There have been several previous reports of abuse of migrants from other African countries in Libya. The country is an important stepping stone on the way to Europe, although none of the women the BBC spoke to had planned to travel there.
In 2022, Amnesty International accused the SSA of “unlawful killings, arbitrary detention, detention and subsequent arbitrary detention of migrants and refugees, torture, forced labor and other shocking human rights violations and crimes under international law”.
The report said Interior Ministry officials in the capital, Tripoli, told Amnesty that the ministry had no oversight over the SSA because it answers to Prime Minister Abdul Hamid Dbeih, whose office did not respond to our request for comment. Gave.

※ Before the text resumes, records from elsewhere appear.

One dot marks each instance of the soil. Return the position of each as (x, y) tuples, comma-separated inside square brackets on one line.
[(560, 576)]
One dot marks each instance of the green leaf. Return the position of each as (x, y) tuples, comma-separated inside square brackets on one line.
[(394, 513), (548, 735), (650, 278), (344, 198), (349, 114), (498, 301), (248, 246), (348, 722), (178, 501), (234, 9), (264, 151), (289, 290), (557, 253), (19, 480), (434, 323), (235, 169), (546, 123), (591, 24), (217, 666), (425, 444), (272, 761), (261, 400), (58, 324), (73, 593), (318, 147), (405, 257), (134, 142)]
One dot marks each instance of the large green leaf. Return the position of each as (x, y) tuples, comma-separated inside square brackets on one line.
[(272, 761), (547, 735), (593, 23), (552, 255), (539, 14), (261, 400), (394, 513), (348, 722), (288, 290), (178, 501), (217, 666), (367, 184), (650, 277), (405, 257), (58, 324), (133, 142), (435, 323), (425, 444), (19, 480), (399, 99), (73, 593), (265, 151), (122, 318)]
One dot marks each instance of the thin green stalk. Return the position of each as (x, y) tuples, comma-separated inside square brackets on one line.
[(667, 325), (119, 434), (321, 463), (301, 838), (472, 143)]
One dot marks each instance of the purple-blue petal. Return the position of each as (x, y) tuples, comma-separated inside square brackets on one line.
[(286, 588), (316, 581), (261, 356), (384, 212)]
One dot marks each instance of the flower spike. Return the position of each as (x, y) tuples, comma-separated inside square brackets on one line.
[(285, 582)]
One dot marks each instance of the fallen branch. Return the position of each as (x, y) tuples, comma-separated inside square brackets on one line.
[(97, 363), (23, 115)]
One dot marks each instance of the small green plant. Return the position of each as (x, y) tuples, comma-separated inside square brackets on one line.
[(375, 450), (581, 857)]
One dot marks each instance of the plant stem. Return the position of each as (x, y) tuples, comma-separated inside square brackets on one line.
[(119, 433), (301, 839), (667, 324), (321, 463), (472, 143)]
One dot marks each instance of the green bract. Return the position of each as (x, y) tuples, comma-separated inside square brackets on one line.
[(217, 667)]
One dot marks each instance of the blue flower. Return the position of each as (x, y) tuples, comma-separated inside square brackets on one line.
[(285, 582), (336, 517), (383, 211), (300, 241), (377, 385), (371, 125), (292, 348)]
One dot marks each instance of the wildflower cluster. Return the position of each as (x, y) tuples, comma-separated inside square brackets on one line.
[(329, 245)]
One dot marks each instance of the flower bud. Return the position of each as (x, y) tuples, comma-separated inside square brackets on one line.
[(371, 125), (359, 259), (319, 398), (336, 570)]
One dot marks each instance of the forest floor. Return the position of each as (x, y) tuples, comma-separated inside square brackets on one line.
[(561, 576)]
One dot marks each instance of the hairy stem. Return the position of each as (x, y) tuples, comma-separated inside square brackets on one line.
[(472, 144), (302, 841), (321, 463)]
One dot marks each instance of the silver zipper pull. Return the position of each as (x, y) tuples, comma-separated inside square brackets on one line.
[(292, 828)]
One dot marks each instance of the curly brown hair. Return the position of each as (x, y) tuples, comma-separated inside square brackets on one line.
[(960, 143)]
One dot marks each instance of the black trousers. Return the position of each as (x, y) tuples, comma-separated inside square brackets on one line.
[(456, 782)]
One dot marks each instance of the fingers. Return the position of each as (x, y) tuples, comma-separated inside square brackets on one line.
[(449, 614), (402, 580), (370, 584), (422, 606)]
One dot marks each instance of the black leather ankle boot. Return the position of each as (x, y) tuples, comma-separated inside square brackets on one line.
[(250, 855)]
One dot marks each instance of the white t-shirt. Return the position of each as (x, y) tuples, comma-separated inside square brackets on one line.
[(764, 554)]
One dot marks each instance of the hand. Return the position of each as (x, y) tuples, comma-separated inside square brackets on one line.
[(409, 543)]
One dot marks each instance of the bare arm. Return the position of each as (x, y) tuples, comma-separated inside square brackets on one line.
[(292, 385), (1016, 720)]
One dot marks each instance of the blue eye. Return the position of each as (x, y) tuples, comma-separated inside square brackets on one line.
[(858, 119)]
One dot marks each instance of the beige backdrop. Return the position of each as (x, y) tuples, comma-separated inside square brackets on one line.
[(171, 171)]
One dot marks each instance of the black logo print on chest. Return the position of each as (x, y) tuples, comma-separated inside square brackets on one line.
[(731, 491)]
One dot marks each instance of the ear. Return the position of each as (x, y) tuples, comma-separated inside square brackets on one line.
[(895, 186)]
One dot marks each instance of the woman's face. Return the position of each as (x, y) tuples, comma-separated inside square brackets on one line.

Libya Crime Watch has told the BBC that systemic sexual abuse of migrants occurs in official migrant detention centres, including Tripoli’s notorious Abu Salim prison.
In a 2023 report, Médecins Sans Frontieres (MSF) said there were “an increasing number of reports of sexual and physical violence, including systematic strip-searches and intimate body searches” at Abu Salim.
The minister of interior affairs and the department to combat illegal migration in Tripoli did not respond to our request for comment.
Salma has now left the farm and moved into a new room with another family nearby, but she and her family still face the threat of eviction and abuse.
She says she can’t go back home because of what happened to her.
“They used to say I was a shame to the family,” she says. I’m not sure they’ll even welcome my dead body.” “I wish I knew what awaits me here.”